Gli strumenti per non essere truffati esistono e devono essere messi in atto.
La provenienza dell'olio non riveste alcun ruolo e non è indice di serietà o di cialtroneria.
Ci sono moltissimi improvvisati venditori/mediatori, ma soprattutto ancor di più sono gli improvvisati compratori incapaci, che, senza alcuna esperienza di trading internazionale, senza alcuna conoscenza degli strumenti finanziari, senza nessuna idea delle quotazioni ufficiali e dei reali prezzi di mercato e senza la minima capacità di pretendere le necessarie garanzie, si cimentano in affari più grandi di loro.
Costoro sono le vittime designate di gente senza scrupoli, che, nella migliore delle ipotesi approfitta per appioppare loro prezzi esagerati, ma, molto più spesso, consegna merce inidonea, o non consegna affatto la merce, raggirando a volte anche le banche, con documenti fasulli, o semplicemente pagando adeguatamente i funzionari che dovrebbero verificare: qualche migliaio di tonnellate d'olio valgono qualche milione di Euro! ... e, anche accorgendosene, i pagamenti non possono essere bloccati!
Naturalmente un'azienda ben organizzata con sede, magazzini ed automezzi dovrebbe ispirare maggior fiducia rispetto a qualche personaggio operante in internet. Ma non sempre è vero e, spesso, l'azienda ipotetica in questione, approfitta del proprio status per applicare prezzi elevati, o ha comunque interesse a bidonare tanta più gente possibile, per poi scappare col bottino.
Quando i soldi in ballo sono tanti, le perone oneste diminuiscono vistosamente.

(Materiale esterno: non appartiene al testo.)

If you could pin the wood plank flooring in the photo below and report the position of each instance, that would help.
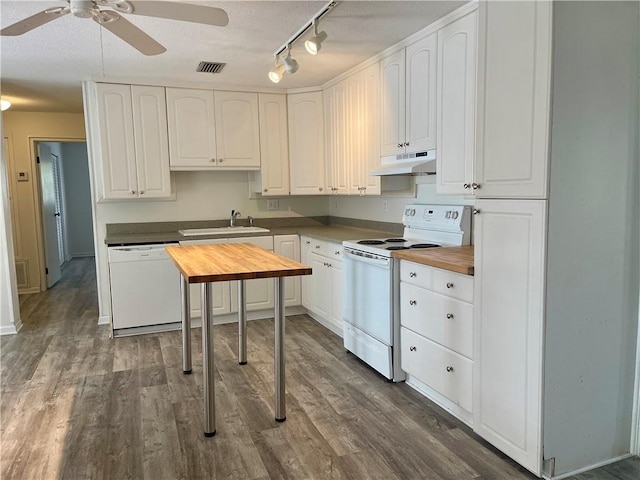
(79, 405)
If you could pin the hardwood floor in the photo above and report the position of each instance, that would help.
(79, 405)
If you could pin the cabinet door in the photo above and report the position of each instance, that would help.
(370, 118)
(306, 282)
(392, 108)
(289, 246)
(115, 118)
(456, 105)
(191, 126)
(237, 130)
(274, 144)
(151, 141)
(421, 63)
(306, 143)
(512, 156)
(509, 324)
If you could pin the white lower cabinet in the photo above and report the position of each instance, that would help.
(436, 335)
(322, 291)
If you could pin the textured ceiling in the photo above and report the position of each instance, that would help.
(42, 70)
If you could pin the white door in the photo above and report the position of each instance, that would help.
(510, 238)
(456, 105)
(191, 126)
(392, 86)
(49, 181)
(237, 129)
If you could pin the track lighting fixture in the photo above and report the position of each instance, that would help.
(314, 43)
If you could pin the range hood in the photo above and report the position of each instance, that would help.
(407, 164)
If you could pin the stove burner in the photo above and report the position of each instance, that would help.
(424, 245)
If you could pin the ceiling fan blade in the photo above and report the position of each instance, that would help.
(34, 21)
(181, 11)
(131, 34)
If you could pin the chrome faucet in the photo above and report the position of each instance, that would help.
(232, 220)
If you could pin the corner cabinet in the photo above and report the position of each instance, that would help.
(456, 106)
(130, 124)
(213, 130)
(306, 143)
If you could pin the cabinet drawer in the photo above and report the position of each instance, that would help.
(453, 285)
(441, 369)
(416, 274)
(444, 320)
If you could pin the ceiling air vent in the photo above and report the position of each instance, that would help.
(210, 67)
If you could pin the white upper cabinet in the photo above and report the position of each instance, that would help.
(420, 112)
(392, 118)
(274, 145)
(408, 110)
(213, 130)
(191, 125)
(237, 129)
(306, 143)
(131, 124)
(512, 146)
(456, 92)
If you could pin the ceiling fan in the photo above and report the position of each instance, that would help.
(118, 25)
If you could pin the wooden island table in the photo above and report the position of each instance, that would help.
(224, 262)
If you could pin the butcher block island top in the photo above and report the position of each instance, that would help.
(238, 261)
(455, 259)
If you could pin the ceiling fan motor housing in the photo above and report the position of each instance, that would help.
(82, 8)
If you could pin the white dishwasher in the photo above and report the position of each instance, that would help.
(145, 288)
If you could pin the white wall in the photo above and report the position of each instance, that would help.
(200, 196)
(77, 199)
(593, 253)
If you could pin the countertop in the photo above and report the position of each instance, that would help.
(455, 259)
(241, 261)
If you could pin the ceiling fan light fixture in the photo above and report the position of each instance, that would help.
(277, 73)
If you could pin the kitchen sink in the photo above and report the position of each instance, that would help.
(192, 232)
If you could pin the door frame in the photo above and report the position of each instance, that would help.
(37, 197)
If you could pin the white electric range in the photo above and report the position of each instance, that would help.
(371, 317)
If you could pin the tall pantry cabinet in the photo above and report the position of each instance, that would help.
(556, 293)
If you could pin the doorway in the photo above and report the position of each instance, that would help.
(65, 205)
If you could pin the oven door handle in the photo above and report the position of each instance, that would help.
(376, 260)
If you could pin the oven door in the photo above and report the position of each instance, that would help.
(368, 294)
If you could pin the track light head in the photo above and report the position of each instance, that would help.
(290, 64)
(276, 74)
(314, 44)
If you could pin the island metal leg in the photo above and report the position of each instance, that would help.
(208, 372)
(186, 326)
(281, 414)
(242, 323)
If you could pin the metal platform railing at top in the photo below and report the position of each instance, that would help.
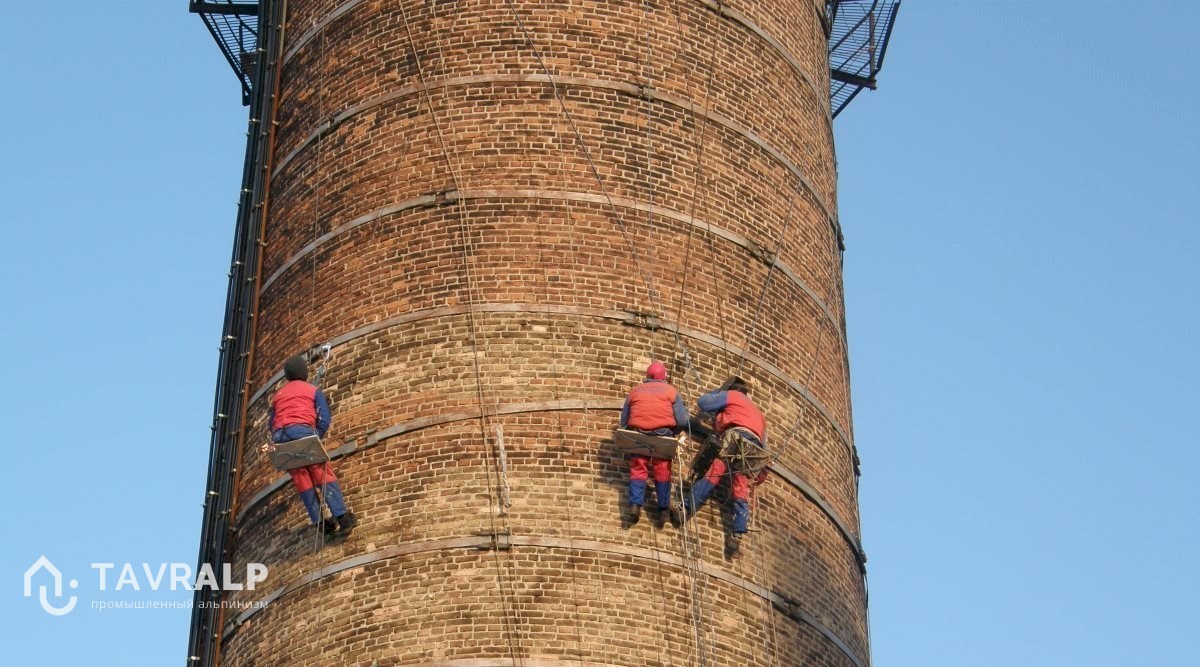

Chi non ha mai pensato di fare un colpo di qualche milione e poi sparire definitivamente ai Caraibi o in Polinesia?
Un capace intermediario, con o senza strutture, con o senza uffici di rappresentanza, con o senza accattivanti siti internet, ma in grado di consigliare adeguatamente i propri clienti ed anche i propri fornitori, è l'interlocutore ideale: egli assisterà il cliente nella scelta del fornitore al prezzo migliore, seguirà la gestione dell'ordine, indicherà i mezzi di pagamento più idonei e non permetterà frodi da entrambe le parti.
CONCLUSIONE: Valutare sempre la professionalità del proprio broker, farsi consigliare da lui, verificare presso la propria banca se le sue affermazioni coincidano con i criteri di sicurezza applicabili, chiedere alla propria banca di effettuare un controllo sull'affidabilità del fornitore, essere disposti a pagare un'agenzia specializzata per la verifica dell'effettiva presenza della merce prima di firmare il contratto, far eseguire le analisi del prodotto, far accertare la qualità e quantità della merce imbarcata ed innumerevoli altri accorgimenti potranno mettere al riparo dalle frodi e far risparmiare un mucchio di quattrini.
E' meglio spendere un migliaio, o qualche migliaio, di Euro preventivamente per evitare l'imbroglio, o è preferibile tenere i motori fermi e perdere i propri soldi?